Installation sucks currently. Fix it.

Proposal for Change

By: Chris

The following proposal is based on a bit of thought about the whole distribution interaction.

I believe the following changes should be made:

  1. Change the disk image to internet-enabled
  2. Remove the webloc files from the disk image
  3. Change the distribution to a pkg from a plain .prefpane sitting in a disk image
  4. Remove the Extras directory
  5. Remove everything from the main disk image except for the new Growl.pkg
  6. Inside the prefpane have the extras
  7. Have an Extras tab able to install the bundled Extras
  8. Have an Extras tab that is able to check for updates on each of the Extras
  9. Have a separate update file, or entry in a single file, for each Extra

From a distribution point of view, internet enabled is nice. You can push Growl down the pipe, it decompresses, and the user can execute it without having to deal with things like disk images. We no longer have users unable to dismount disk images.

We have to go with pkg, since we can't have Growl-1.prefpane and Growl-2.prefpane and so forth if we want to keep our sanity.

We do not go with a mpkg, since those can confuse users.

We already have code for decompressing a built-in file in the framework, we can convert that code to work for the Extras tab.

The general idea is to try to make this as easy as possible.

Pros and Cons

As a single collection of products:

  • Pro: It's what we're already doing, so it has inertia behind it
  • Con: Version numbers all move in lock-step (we used to not do this and it was unworkably complex)
  • Con: Release of all products is chained together; if one product breaks, we have to rush to get the others release-ready to provide a fix
  • Con: Users expect that updating the main product (Growl) will also update all of the Extras, which is not true
  • Con: Easy for users to miss the Extras (no idea how common this really is)

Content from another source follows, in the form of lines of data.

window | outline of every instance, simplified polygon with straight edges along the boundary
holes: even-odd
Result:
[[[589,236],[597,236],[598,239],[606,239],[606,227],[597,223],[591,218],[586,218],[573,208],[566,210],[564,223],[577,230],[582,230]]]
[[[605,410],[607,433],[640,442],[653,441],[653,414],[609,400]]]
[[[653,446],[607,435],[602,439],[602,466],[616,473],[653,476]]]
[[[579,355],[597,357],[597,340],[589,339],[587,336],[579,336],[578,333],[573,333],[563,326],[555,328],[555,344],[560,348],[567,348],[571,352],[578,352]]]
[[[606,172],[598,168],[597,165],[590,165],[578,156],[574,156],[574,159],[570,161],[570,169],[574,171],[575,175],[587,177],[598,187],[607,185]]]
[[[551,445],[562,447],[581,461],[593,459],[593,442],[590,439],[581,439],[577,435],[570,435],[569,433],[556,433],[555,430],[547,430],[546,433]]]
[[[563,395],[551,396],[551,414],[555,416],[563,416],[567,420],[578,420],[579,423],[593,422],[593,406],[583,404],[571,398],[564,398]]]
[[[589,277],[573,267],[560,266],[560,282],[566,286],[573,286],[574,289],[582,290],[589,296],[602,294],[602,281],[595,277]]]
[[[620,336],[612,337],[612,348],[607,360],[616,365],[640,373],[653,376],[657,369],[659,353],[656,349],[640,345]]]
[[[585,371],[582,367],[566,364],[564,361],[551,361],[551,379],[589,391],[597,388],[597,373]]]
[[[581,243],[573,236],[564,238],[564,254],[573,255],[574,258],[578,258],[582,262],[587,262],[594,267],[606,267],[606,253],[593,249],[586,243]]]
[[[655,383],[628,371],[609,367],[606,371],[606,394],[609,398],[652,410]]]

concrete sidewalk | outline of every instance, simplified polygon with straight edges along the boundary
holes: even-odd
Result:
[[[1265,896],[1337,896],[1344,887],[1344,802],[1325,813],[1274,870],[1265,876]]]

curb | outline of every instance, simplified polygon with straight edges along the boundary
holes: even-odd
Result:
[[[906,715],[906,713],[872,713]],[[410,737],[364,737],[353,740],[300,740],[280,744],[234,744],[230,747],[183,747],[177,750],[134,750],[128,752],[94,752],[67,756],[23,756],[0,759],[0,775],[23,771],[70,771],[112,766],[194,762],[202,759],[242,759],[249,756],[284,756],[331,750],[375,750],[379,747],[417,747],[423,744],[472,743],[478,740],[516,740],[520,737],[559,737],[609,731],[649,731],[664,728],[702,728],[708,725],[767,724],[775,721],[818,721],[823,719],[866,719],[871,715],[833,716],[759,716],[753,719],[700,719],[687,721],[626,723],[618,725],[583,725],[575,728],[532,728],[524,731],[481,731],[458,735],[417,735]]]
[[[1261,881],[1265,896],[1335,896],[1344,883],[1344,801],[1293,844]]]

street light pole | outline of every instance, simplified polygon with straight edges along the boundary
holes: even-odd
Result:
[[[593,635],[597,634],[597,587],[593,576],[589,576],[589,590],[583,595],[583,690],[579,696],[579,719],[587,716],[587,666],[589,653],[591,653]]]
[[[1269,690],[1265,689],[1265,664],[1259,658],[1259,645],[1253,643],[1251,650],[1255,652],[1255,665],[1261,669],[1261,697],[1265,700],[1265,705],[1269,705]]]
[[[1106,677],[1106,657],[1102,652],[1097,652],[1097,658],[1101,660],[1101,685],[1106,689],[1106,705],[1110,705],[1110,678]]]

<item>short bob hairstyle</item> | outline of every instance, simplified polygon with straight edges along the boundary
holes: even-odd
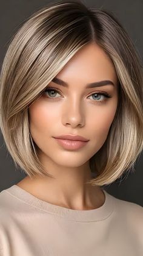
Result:
[[[118,76],[118,107],[107,139],[90,160],[104,186],[134,170],[143,149],[141,59],[125,29],[110,11],[81,1],[52,1],[32,14],[10,40],[0,77],[0,126],[16,166],[30,177],[45,173],[29,130],[28,107],[84,46],[95,43],[111,60]]]

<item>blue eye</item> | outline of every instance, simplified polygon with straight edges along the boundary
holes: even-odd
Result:
[[[47,93],[48,94],[48,96],[47,95],[47,97],[50,99],[55,99],[55,98],[58,98],[59,97],[55,97],[57,94],[57,93],[59,93],[61,95],[61,93],[58,90],[58,89],[56,89],[52,87],[47,88],[44,91],[44,93],[47,94]],[[95,93],[93,93],[89,97],[91,97],[91,96],[93,97],[93,96],[96,95],[95,97],[93,97],[93,98],[95,98],[95,99],[91,99],[91,100],[98,103],[104,102],[107,99],[107,98],[112,98],[111,96],[108,94],[108,93],[105,92],[102,92],[102,91],[99,91],[98,93],[96,92]],[[103,96],[104,99],[101,99],[101,100],[100,99],[101,96]],[[99,99],[99,96],[100,99],[98,101],[98,99]]]

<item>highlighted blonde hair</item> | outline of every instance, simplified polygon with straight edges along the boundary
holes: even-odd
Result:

Breaking them into separate products:

  • Pro: Version numbers can move independently again
  • Pro: Release of each product no longer chained to releases of the others; we can do an emergency update to one product (e.g., GrowlMail) without having to get others release-ready
  • Pro: Users download and install each product separately, so they expect to update it separately as well (as they will, since updates will no longer come all together)
  • Pro: Decreases release effort: Since we're only releasing one thing, we only have to build one thing (plus the framework)
  • Pro: If we do the website right, presenting the Extras as peers to Growl (five separate product pages), users will know about all of the products, not just Growl
  • Pro: Easier to determine what extras are in use by download statistics
  • Con: Requires work on the makefile release system in order to implement this system
  • Con: Requires update code in each extra to notify of updates
  • Con: Major updates to website to change documentation and distribution pages

Prefpane Extras tab:

  • Pro: Easy for users to update the Extras
  • Con: Hard to do
  • Con: Will increase traffic to the website as the prefpane gathers a list of Extras updates
  • Con: May be even easier for users to miss the Extras, if the prefpane becomes the only way to install them

Metapackage:

  • Pro: Simple installation (for users)
  • Con: Really, really hard: PackageMaker shows no evidence of being able to do this, which means that if it's possible at all, we'd have to construct the metapackage manually
  • Con: Version numbers all move in lock-step
  • Con: Release of all products is chained together; if one product breaks, we have to rush to get the others release-ready to provide a fix
  • Con: Doesn't address updating (would likely be combined with prefpane Extras tab)

The idea of solving these problems in 1.2.1 is to prevent us from potentially being behind every future update to Mail. Better sooner than later, since the longer we wait to do this, the more Mail updates may force us to release new GrowlMail updates.